APA currently recommends discussing how you used ChatGPT or other AI tools for research in the method section of your paper. For literature reviews or other types of response or reaction papers, APA recommends describing how you used the tool in your introduction section.

In your paper, provide the prompt you used as well as the relevant result that was created.

Example:
When prompted with “Is the left brain right brain divide real or a metaphor?” the ChatGPT-generated text indicated that although the two brain hemispheres are somewhat specialized, “the notation that people can be characterized as ‘left-brained’ or ‘right-brained’ is considered to be an oversimplification and a popular myth” (OpenAI, 2023).

Reference

OpenAI. (2023). ChatGPT (Mar 14 version) [Large language model]. https://chat.openai.com/chat


You may also want to add the full text generated by AI in an appendix or online supplemental materials.

Example:
When given a follow-up prompt of “What is a more accurate representation?” the ChatGPT-generated text indicated that “different brain regions work together to support various cognitive processes” and “the functional specialization of different regions can change in response to experience and environmental factors” (OpenAI, 2023; see Appendix A for the full transcript).

Reference

OpenAI. (2023). ChatGPT (Mar 14 version) [Large language model]. https://chat.openai.com/chat

 

Source: "How to Cite ChatGPT". American Psychological Association, APA Blog. Retrieved from How to cite ChatGPT (apa.org) on 6/23/2023. 
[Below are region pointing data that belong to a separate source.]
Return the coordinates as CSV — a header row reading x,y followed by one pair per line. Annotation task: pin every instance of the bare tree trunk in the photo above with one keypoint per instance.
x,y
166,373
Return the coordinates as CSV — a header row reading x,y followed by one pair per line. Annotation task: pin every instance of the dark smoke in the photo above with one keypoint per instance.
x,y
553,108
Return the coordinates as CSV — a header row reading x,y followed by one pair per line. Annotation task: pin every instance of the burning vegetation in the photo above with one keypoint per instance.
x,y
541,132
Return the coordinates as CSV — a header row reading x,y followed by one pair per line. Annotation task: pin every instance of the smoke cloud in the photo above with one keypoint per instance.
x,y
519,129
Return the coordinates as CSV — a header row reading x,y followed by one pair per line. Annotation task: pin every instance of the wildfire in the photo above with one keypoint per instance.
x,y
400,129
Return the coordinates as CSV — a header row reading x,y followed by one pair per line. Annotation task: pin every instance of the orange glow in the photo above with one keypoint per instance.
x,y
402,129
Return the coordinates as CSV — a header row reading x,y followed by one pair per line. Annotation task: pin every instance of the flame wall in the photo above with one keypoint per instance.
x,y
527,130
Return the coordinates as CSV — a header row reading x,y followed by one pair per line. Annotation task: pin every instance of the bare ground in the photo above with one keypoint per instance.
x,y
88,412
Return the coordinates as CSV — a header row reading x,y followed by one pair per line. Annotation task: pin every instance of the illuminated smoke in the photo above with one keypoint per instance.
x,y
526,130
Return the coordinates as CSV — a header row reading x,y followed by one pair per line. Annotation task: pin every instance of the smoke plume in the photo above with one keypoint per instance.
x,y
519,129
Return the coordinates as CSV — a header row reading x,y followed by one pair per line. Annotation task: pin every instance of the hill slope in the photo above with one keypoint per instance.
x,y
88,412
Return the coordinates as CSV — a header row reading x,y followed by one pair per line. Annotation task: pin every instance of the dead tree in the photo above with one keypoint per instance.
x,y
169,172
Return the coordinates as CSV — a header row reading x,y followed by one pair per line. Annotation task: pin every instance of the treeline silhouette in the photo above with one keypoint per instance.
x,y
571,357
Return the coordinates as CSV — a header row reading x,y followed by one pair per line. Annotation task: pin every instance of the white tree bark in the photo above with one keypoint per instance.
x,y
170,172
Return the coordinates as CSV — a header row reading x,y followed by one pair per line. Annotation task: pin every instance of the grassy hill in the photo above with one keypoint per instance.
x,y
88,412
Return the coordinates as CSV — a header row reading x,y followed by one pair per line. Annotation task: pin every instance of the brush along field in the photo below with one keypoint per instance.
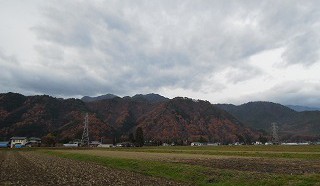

Citation Styles for AI: Chicago Style

The Chicago Manual of Style Online recommends that a numbered footnote or endnote in a research paper follows this example:

1. Text generated by ChatGPT, March 7, 2023, OpenAI, https://chat.openai.com/chat.

If the prompt hasn’t been included in the text, it can be included in the note:

1. ChatGPT, response to “Explain how to make pizza dough from common household ingredients,” March 7, 2023, OpenAI.

If you’re using author-date instead of notes, any information not in the text would be placed in a parenthetical text reference. For example, “(ChatGPT, March 7, 2023).”

But don’t cite ChatGPT in a bibliography or reference list. Though OpenAI assigns unique URLs to conversations generated from your prompts, those can’t be used by others to access the same content (they require your login credentials), making a ChatGPT conversation like an email, phone, or text conversation—or any other type of personal communication (see CMOS 14.214 and 15.53).

To sum things up, you must credit ChatGPT when you reproduce its words within your own work, but that information should be put in the text or in a note—not in a bibliography or reference list. Other AI-generated text can be cited similarly.